Download Ch. 14 Study Guide

Chemistry 201: General Chemistry II - Lecture
Dr. Namphol Sinkaset
Chapter 14 Study Guide
Concepts
1. Solutions are homogeneous mixtures of two or more substances.
2. solute: substance present in smaller amount.
3. solvent: substance present in greater amount.
4. Liquid solutions are easiest to study because: (1) components are localized, (2) components mix well, and (3) they are easy to handle/transfer.
5. Solutions do not have to be liquid based.
6. solubility: amount of substance that will dissolve in a given amount of solvent.
7. Formation of a gas phase solution comprised of two noble gases is driven by entropy,
not energy.
8. entropy: measure of energy of randomization or energy dispersal in a system.
9. Formation of liquid solutions are driven by entropy and intermolecular forces.
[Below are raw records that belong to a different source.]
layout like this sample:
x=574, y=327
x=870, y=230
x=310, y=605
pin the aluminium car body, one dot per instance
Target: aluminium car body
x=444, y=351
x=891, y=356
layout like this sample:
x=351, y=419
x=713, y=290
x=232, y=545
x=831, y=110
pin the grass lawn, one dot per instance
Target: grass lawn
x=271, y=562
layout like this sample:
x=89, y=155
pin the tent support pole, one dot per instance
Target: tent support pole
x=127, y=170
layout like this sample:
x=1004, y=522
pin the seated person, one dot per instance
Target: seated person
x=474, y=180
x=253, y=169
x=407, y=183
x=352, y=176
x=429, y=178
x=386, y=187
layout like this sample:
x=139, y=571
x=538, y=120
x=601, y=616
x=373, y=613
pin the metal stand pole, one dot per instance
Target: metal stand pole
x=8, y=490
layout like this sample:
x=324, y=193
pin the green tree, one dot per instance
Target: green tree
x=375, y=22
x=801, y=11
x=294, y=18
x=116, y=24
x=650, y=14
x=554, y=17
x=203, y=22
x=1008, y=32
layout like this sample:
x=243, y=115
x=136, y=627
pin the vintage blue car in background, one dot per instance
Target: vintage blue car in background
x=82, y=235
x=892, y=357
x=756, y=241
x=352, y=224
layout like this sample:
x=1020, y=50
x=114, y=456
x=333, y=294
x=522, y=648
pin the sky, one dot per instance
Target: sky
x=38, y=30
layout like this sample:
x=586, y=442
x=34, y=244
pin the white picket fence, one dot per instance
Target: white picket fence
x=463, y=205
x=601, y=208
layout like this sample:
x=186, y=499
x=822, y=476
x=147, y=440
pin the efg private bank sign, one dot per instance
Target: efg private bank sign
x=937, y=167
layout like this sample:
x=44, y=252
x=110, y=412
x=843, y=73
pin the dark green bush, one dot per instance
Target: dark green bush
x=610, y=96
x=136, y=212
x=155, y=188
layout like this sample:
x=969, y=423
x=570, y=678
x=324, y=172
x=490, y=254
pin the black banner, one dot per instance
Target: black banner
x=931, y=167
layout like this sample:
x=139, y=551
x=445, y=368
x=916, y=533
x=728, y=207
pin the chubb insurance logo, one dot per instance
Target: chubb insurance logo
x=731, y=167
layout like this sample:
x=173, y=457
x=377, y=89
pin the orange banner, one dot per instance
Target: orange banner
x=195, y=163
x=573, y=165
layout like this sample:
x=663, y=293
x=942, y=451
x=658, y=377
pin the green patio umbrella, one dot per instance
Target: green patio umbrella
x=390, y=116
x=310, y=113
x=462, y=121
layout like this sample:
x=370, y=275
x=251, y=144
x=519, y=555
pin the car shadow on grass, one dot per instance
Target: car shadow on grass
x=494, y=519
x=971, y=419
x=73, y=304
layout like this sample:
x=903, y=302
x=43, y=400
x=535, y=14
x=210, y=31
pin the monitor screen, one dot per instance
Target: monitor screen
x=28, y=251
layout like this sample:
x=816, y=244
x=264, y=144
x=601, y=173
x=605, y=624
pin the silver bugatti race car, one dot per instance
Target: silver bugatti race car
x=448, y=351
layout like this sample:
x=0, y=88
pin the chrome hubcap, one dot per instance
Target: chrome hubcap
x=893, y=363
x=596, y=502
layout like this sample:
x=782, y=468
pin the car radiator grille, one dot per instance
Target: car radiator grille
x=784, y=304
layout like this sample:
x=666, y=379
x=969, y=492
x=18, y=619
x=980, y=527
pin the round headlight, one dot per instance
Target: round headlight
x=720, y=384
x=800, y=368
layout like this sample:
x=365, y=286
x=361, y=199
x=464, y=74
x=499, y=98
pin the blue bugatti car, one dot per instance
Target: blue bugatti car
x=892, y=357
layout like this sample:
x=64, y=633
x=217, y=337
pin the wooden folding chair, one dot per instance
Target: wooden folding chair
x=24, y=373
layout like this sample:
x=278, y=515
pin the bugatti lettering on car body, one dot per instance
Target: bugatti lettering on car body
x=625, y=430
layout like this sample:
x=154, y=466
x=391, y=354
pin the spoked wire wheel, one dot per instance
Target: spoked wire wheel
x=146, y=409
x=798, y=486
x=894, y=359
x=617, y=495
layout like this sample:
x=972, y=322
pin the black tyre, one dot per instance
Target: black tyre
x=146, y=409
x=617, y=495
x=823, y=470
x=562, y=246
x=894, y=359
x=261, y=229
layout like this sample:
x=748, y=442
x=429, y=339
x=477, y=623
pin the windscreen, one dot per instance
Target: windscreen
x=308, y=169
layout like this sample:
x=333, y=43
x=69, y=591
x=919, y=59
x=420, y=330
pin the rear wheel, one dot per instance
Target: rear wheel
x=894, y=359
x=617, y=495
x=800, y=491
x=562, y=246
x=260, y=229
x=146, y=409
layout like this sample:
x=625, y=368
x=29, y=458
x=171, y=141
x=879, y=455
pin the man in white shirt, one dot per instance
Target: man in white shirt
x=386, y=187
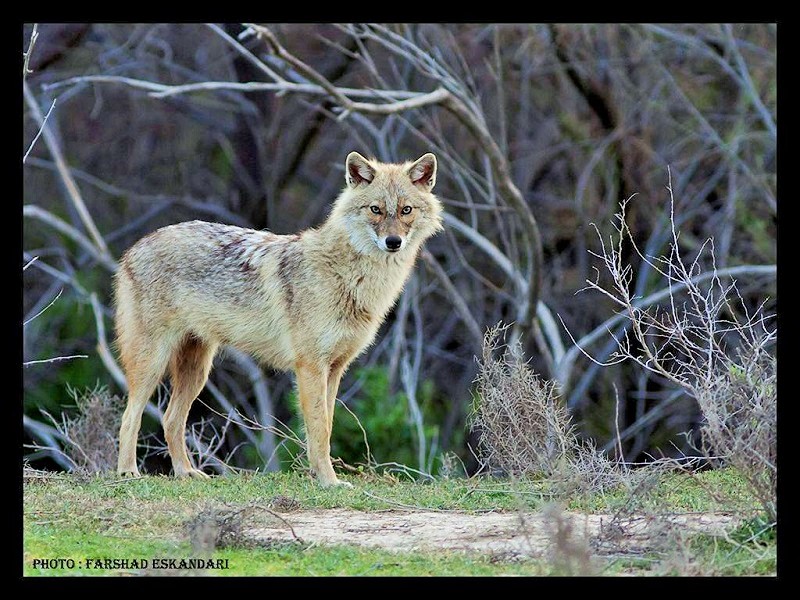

10. In solution, there are three types of particle interactions.
11. “Like dissolves like” rule: when solute and solvent have similar intermolecular
forces, they tend to form a solution.
12. miscible: term used to describe two liquids that are soluble in all proportions.
13. The relationship between solvent-solute, solvent-solvent, and solute-solute interactions
determines when a solution will form. If solvent-solute interactions are about equal to
solvent-solvent and solute-solute interactions, entropy will decide whether a solution
forms.
14. Energy changes are observed when solutions form. The enthalpy of solution, ∆Hsoln ,
is the enthalpy associated with solution creation, and it can be estimated with a Hess’s
Law type calculation.
15. Formation of a solution can be broken up into three steps: (1) separation of solid into
its constituent particles, ∆Hsolute ; (2) separation of solvent particles to make room for
solute, ∆Hsolvent ; (3) mixing solute particles with solvent particles, ∆Hmix .
16. For ionic, water-based solutions, ∆Hsolvent and ∆Hmix can be combined into ∆Hhydration .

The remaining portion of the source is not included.